La mayoría de las víctimas eran niños

Afganistán: 15 muertos por ataque terrorista

El ataque terrorista, como lo definieron de inmediato fuentes del gobierno, fue interpretado por algunos observadores como una respuesta de los talibán a la nueva Carta Magna aprobada hace dos días en el país por la asamblea tribal (Loya Jirga) en Kabul, pero una fuente de los milicianos desmintió cualquier vinculación con el atentado.

En Afganistán operan gran cantidad de grupos armados, muchos de ellos enfrentados entre sí y otros adversos a la intervención militar extranjera.

«Fue un acto de crueldad y de barbarie» dijo el presidente, Hamid Karzai, ungido en el cargo por las fuerzas extranjeras que intervienen en el país, y subrayó que el atentado no hará más que reforzar «nuestra determinación a combatir el terrorismo».

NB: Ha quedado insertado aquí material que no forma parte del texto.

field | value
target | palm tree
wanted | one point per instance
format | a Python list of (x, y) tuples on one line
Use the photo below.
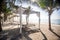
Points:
[(3, 9), (49, 5)]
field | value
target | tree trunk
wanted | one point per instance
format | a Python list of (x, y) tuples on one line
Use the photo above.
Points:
[(39, 21), (0, 24), (27, 20), (49, 22), (5, 16)]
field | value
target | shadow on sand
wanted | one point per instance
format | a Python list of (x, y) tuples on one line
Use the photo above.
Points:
[(55, 33)]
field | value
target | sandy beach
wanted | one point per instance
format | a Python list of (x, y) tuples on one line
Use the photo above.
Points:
[(33, 32)]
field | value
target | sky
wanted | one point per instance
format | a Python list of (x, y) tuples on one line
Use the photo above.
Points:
[(43, 13)]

La forma en que se desarrollaron los hechos mostró, según algunos testimonios, la voluntad de provocar el mayor número posible de víctimas.

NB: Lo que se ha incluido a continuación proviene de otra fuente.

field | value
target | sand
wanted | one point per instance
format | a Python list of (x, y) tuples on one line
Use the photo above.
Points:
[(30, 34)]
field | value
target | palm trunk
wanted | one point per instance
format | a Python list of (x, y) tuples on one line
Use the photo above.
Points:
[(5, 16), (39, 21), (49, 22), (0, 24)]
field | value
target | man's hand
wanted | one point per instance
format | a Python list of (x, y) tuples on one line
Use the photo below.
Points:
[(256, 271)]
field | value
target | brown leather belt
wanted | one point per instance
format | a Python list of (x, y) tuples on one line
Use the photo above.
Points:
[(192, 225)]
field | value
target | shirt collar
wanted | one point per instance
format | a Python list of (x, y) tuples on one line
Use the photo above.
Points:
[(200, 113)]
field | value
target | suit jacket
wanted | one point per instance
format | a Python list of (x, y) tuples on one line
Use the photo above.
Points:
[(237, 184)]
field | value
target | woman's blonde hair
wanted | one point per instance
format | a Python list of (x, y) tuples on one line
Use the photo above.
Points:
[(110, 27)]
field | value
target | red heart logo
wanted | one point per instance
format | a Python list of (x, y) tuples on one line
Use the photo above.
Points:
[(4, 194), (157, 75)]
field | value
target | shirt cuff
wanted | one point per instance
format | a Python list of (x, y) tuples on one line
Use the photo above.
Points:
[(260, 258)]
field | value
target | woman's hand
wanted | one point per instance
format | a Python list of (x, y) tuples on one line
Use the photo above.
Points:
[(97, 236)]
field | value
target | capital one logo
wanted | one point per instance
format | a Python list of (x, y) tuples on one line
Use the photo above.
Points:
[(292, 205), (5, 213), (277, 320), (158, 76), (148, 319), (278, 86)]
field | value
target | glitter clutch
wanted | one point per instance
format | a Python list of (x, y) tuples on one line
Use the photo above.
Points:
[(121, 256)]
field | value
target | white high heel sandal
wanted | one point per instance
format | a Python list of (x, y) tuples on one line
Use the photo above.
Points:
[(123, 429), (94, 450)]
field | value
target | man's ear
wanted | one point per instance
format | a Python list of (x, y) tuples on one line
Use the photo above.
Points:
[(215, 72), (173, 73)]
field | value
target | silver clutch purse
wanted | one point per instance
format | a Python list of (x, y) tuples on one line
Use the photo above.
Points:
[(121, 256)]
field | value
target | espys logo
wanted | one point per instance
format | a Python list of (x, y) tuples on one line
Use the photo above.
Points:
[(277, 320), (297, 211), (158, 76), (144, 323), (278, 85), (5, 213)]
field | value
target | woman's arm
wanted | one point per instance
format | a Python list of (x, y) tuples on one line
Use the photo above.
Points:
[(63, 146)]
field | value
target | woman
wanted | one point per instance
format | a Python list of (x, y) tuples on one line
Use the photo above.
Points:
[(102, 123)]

Un testigo ocular explicó que «en un primer momento un niño fue herido al producirse una pequeña explosión y cuando la gente que estaba cerca se reunió en torno del pequeño para socorrerlo explotó una bomba mucho más poderosa».

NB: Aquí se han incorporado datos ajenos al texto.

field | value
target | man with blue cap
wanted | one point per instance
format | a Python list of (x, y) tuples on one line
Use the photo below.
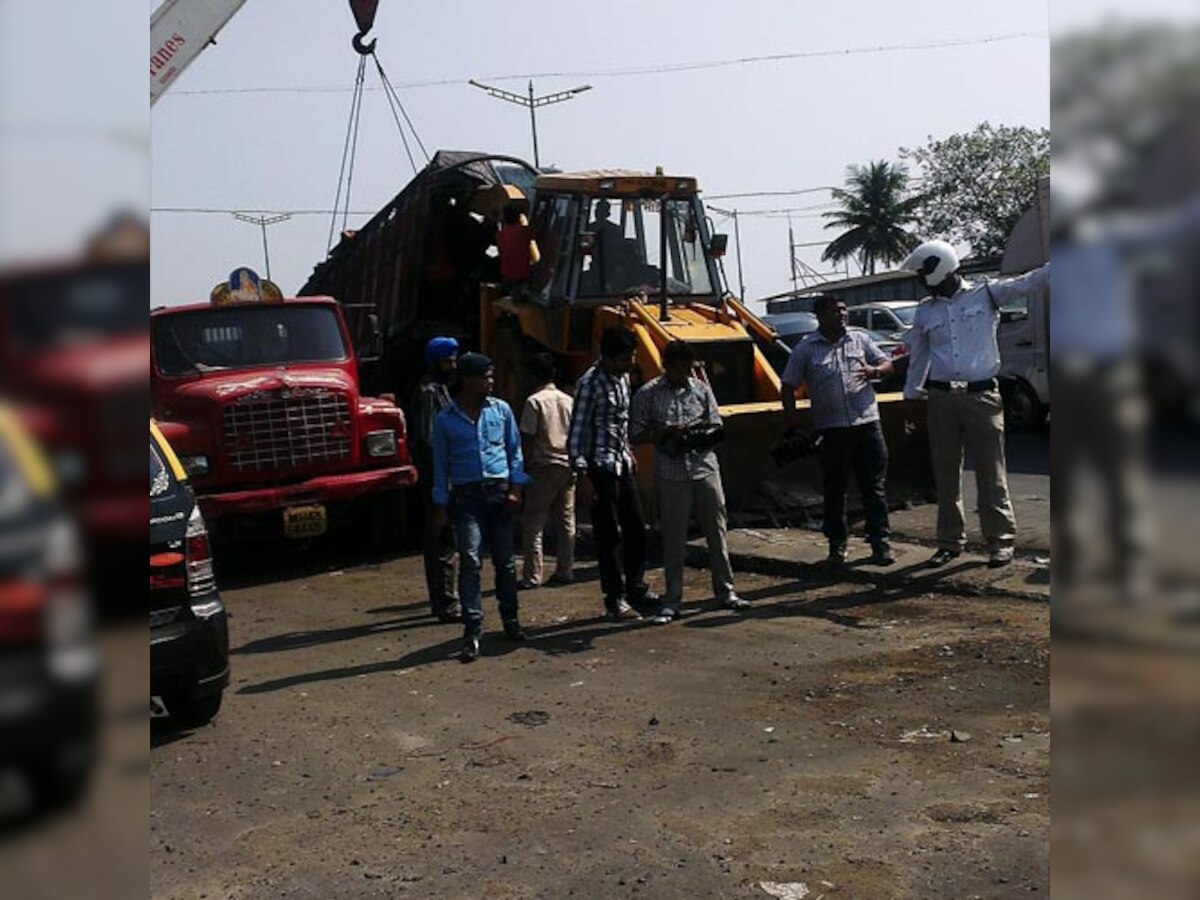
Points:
[(478, 479), (441, 550)]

Este es un sistema ya usado en setiembre de 2002 cuando decenas de personas reunidas para ayudar a las víctimas de una bomba en Kabul murieron al explotar otro artefacto, de potencia mayor.

Precisamente en esa cruenta jornada el presidente Karzai escapó milagrosamente a un atentado cuando hombres armados hicieron fuego contra su automóvil.

La zona de la explosión de ayer en Kandahar fue rodeada y aislada inmediatamente por unos 50 soldados norteamericanos y afganos que capturaron a una persona de la que se sospecha pudo haber tenido participación en el atentado.

Kandahar, ciudad del sur de Afganistán, fue el sitio fuerte de los talibán, quienes después de la guerra que llevó al derrocamiento de su gobierno declararon la Jihad -guerra santa- contra militares extranjeros y soldados del nuevo ejército afgano, al que consideran colaboracionista de los norteamericanos.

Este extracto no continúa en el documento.